O MPSP tem que ser o agente que vai levar essa região a um patamar melhor, diz PGJ

Ambientalistas, quilombolas, caiçaras, indígenas, representantes do terceiro setor, integrantes de conselhos municipais, acadêmicos, profissionais da rede de atendimento psicossocial, servidores, procuradores e promotores de Justiça. Foi essa a composição da escuta promovida pelo MPSP na manhã desta sexta-feira (5/3) como etapa da construção do Projeto Estratégico MP Social para o Vale do Ribeira, que integrará o Plano Geral de Atuação da instituição. “O Ministério Público de São Paulo tem que ser o agente que vai levar essa região a um patamar melhor”, declarou o procurador-geral de Justiça, Mario Sarrubbo, ao abrir a reunião de trabalho com mais de uma centena de participantes.

Logo após as explanações dos promotores João Paulo Faustinoni e Andrea Santos Souza, do Centro de Apoio Operacional Cível (CAO Cível), o ambientalista Fernando Prioste, do Instituto Sócio Ambiental, apontou os empreendimentos de mineração como negativos para a região. Ele sugeriu ao MPSP que inclua em seu Plano Geral de Atuação um esforço para garantir a “consulta livre, prévia e informada” à “comunidade do território” antes da aprovação dos empreendimentos.

Para Ocimar Bim, do Instituto Florestal, a questão fundiária é o maior problema da região. “É preciso dar segurança jurídica para esses moradores”, sustentou, referindo-se às comunidades tradicionais. “O Vale do Ribeira tem um conjunto de comunidades tradicionais”, reforçou Rodrigo Marinho, quilombola do município de Eldorado. De acordo com ele, ações típicas desses povos ancestrais são vistas pelas autoridades como crimes ambientais. “Precisa ter um olhar mais próximo”, argumentou.
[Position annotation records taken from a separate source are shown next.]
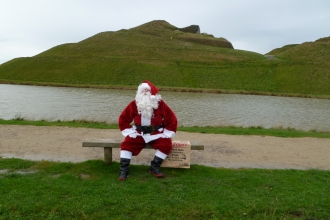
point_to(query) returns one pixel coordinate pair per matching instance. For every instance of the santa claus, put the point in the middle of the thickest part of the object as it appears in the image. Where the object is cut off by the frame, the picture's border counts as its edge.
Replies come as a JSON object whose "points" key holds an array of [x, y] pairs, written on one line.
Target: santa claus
{"points": [[153, 122]]}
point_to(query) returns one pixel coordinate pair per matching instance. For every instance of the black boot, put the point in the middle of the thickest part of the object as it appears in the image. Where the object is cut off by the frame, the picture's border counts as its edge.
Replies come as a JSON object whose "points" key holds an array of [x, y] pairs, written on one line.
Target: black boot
{"points": [[154, 168], [124, 168]]}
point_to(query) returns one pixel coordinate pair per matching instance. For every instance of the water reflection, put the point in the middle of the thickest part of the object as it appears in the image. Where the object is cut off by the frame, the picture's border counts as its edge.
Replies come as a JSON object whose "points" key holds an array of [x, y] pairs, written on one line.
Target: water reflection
{"points": [[56, 103]]}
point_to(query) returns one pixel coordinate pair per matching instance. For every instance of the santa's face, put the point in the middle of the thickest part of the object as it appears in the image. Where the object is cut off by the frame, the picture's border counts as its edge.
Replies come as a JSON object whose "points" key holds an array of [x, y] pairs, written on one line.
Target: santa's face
{"points": [[145, 91], [146, 103]]}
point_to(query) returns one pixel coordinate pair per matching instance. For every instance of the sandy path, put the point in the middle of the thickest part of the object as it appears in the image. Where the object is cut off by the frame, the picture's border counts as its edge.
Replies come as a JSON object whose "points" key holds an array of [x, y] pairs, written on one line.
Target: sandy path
{"points": [[231, 151]]}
Nilce Ponte, do Quilombo Ribeirão Grande/Terra Seca, acrescentou que as políticas públicas voltadas a esse segmento da população são descontinuadas porque elas não têm um território determinado. “A gente não é contra o desenvolvimento do Vale do Ribeira, mas a gente quer participar desse desenvolvimento”, comentou.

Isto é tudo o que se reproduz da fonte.